Timing – Last but not least, any item on your website which is delayed upon a page loading may cause your page to become ADA or WCAGS non-compliant. Just make sure everything loads fast and any unnecessary jQuery is removed.
Well there you have it, you budding ADA WCAG expert you. You now know how to fix and also speak on the most common areas that hurt a non compliant website.
Step 4 – Prove your results
Okay so by now you have completed the following steps to reach ADA WCAG compliance:
- Setup a WordPress.org website
- Install Divi theme to make compliance easy
- Fixed each error from the Function Accessibility Test evaluation (or a similar test)
You have a super pretty website because … it’s compliant! And you’re more protected from getting sued!
But, how do you show people all this? How do you prove it?
What you need to do next is create a document (just a simple Word Doc will do, as it usually does) to highlight the steps you’ve taken, showing before and after, which certifies that your website is now both ADA and WCAGS compliant.

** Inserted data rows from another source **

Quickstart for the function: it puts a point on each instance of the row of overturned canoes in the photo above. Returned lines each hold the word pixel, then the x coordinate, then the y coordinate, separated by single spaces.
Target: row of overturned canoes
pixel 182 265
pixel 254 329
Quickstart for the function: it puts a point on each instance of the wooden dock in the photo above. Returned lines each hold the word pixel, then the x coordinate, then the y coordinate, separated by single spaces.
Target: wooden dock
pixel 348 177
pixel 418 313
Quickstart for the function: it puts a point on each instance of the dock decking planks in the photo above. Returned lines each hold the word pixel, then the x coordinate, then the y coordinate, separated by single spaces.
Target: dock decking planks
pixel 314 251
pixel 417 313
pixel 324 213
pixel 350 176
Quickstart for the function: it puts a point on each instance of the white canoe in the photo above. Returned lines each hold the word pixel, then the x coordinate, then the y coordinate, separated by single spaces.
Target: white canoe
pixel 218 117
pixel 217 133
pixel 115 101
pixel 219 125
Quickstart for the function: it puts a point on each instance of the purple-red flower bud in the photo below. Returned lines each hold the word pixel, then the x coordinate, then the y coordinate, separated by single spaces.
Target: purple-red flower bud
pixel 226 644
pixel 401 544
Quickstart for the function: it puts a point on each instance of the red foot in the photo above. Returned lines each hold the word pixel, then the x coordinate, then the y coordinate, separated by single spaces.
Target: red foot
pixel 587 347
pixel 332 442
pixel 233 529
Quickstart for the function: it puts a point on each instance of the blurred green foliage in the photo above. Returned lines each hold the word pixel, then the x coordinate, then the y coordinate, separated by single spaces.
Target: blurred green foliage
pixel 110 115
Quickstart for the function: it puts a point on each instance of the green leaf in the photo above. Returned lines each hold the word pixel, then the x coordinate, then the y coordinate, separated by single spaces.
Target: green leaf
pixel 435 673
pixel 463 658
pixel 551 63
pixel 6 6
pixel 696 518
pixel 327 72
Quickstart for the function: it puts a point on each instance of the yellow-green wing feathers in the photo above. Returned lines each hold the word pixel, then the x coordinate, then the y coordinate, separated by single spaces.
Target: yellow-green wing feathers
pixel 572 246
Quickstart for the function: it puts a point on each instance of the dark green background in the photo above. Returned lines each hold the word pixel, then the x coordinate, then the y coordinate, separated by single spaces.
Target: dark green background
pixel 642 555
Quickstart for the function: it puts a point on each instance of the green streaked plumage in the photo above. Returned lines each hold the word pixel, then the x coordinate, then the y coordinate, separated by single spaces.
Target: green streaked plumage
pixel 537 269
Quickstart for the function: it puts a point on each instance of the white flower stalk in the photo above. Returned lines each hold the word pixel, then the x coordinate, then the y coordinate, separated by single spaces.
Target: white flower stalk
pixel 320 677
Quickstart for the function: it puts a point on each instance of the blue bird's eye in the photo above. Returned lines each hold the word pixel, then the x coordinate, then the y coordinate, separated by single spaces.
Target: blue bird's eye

It’s this kind of document which any legal team loves holding onto, and can reference should anyone challenge you.
Go for it, bust out a fresh Word Doc or Open Office Doc if you don’t have Word, and test out your formal document writing skills.
Lastly, add a section where the appropriate members of your teams can sign off on. Then create a PDF out of it and presto, you’re done.
Note #3: If you need examples of the documents I’ve created to give to my legal teams and clients, please just ask.
I hope the above article helped you make a WordPress website ADA and WCAG 2.0 compliant. If it did, let us know how it went for you in the comments. If you hit any roadblocks, I’ll help you fix them in the comments too.
I’ll leave you with a question: How do you feel now that you have all this new knowledge? Does your brain hurt? Or is it a good feeling? You’ve just leveled up your WordPress skills in a major way, and can now help a lot more people, so we hope it feels good!